Wien: Gegen den Trend
"Wien ist anders"
Mit diesem Slogan werben Tourismusmanager für einen Besuch der österreichischen Bundeshauptstadt – und er lässt sich durchaus auch zur Beschreibung des öffentlichen Verkehrsnetzes heranziehen. Denn anders als in zahlreichen mittel- und westeuropäischen Metropolen kam es hier in den vergangenen zwölf Jahren zu keinem Ausbau des Straßenbahnnetzes und die von Stadtplanern als notwendig und sinnvoll erachteten Ausbaupläne werden von den Rathauspolitikern nicht mit Nachdruck verfolgt und von Bezirkspolitikern teils sogar vehement bekämpft.
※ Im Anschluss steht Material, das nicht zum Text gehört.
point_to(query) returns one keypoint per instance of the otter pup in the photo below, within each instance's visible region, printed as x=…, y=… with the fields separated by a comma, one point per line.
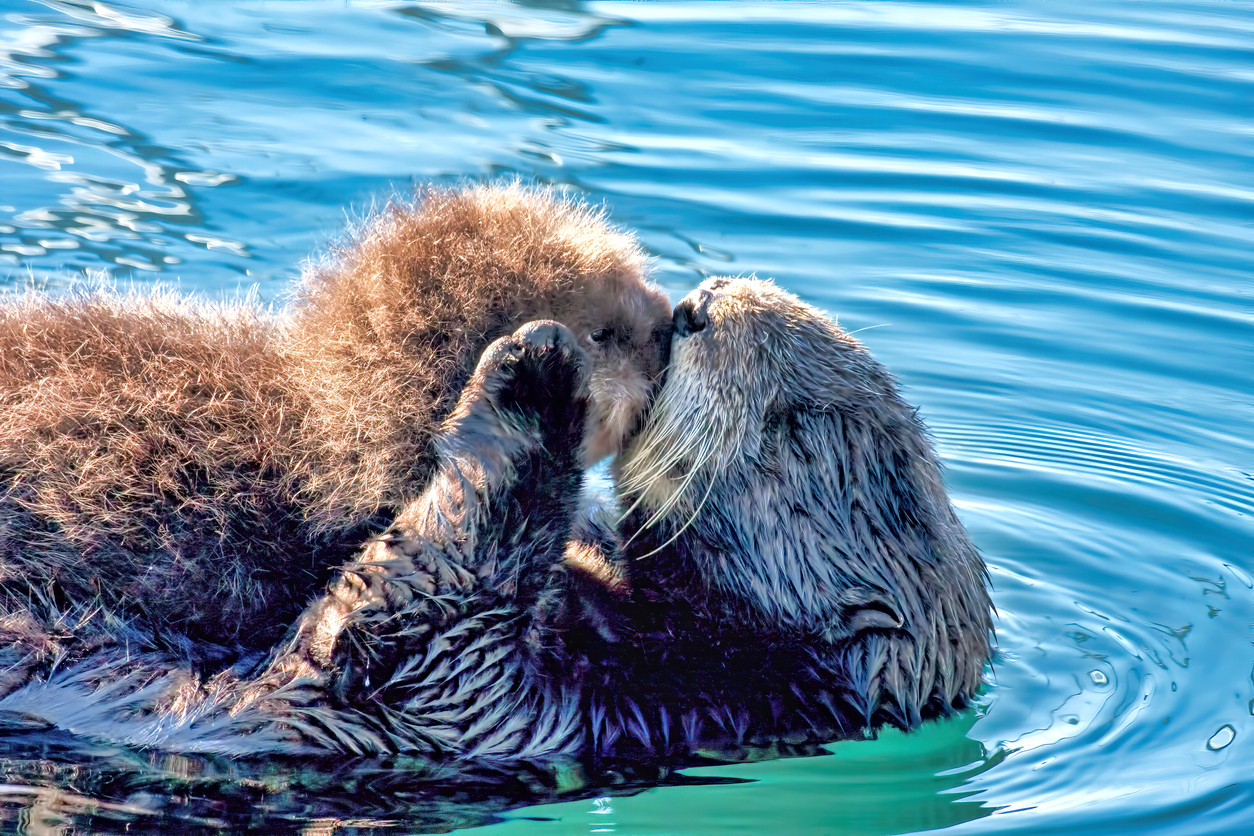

In dieses Bild passt auch die Tatsache, dass in den vergangenen Jahren wiederholt Straßenbahnstrecken in peripheren Teilen der Stadt durch immens teure U-Bahn-Strecken ersetzt wurden, deren Fahrgastzahlen anderswo maximal zum Bau von – hier bereits vorhanden gewesenen – Straßenbahnen Anlass gegeben hätten.Betrachten wir kurz das mittlerweile 65 km lange U-Bahnnetz aus dem Blickwinkel der Straßenbahn, so stellen wir fest: Ganz nach dem Vorbild von München und Nürnberg wurden sämtliche parallelführenden Straßenbahnlinien eingestellt, wodurch das Straßenbahnnetz viel von seiner gewachsenen Struktur verlor. Insgesamt fielen der U-Bahn seit dem Baubeginn im Jahre 1969 knapp 34 km Straßenbahnstrecken zum Opfer. Im genannten Zeitraum konnten zwar auch 16 km Neubaustrecken eröffnet werden, 6,8 km davon wurden aber zwischenzeitlich wiederum durch die U-Bahn ersetzt. Das Streckennetz umfasst heute eine Länge von 176 km und ist damit um 13 Prozent kleiner als vor Beginn des U-Bahn-Baues.
U-Bahn statt Straßenbahn
Nun steht außer Zweifel, dass speziell die völlig neu gebauten U-Bahn Linien U1 und U3 wichtige und unverzichtbare Verkehrsträger sind, wenn es um die Erschließung des seit jeher nicht von der Straßenbahn erschlossenen Stadtzentrums und um die rasche Überwindung größerer Distanzen geht. Beide Linien fahren in den Spitzenzeiten in Intervallen von drei bis vier Minuten und stoßen im Bereich des Stadtzentrums mit je rund 150.000 Fahrgästen täglich an ihre Kapazitätsgrenzen. Der Verzicht auf parallel fahrende Straßenbahnen und die Kappung zahlreicher Autobus- und Straßenbahnlinien an den U-Bahn-Endstellen brachte aber auch deutliche Nachteile für jene Fahrgäste, deren Verkehrbedürfnisse sich auf den Nahbereich der U-Bahn-Strecken beschränken.Größere Stationsabstände und die damit verbundenen längeren Wegzeiten sowie zwangsweise verordnetes Umsteigen verlängern die Fahrzeiten empfindlich und die wesentliche Intention der Stadtväter im Zusammenhang mit dem U-Bahn-Bau, nämlich die Freimachung der Straßen für den Individualverkehr, kommt hier deutlich zum Ausdruck. Als Argument für die Einstellung von Parallelverkehren machen die Verantwortlichen auch immer wieder wirtschaftliche Überlegungen geltend, denn zweifellos verursacht die U-Bahn immens hohe Betriebskosten. Wiederholt musste jedoch nach U-Bahn-Eröffnungen wegen Anrainerprotesten der öffentliche Verkehr im Nahbereich der U-Bahn-Strecken nachgebessert werden und es kam zur Einführung oder Verlängerung von teuer und wenig umweltfreundlich zu betreibenden Autobuslinien, die nun den Routen der eingestellten Straßenbahnen folgen.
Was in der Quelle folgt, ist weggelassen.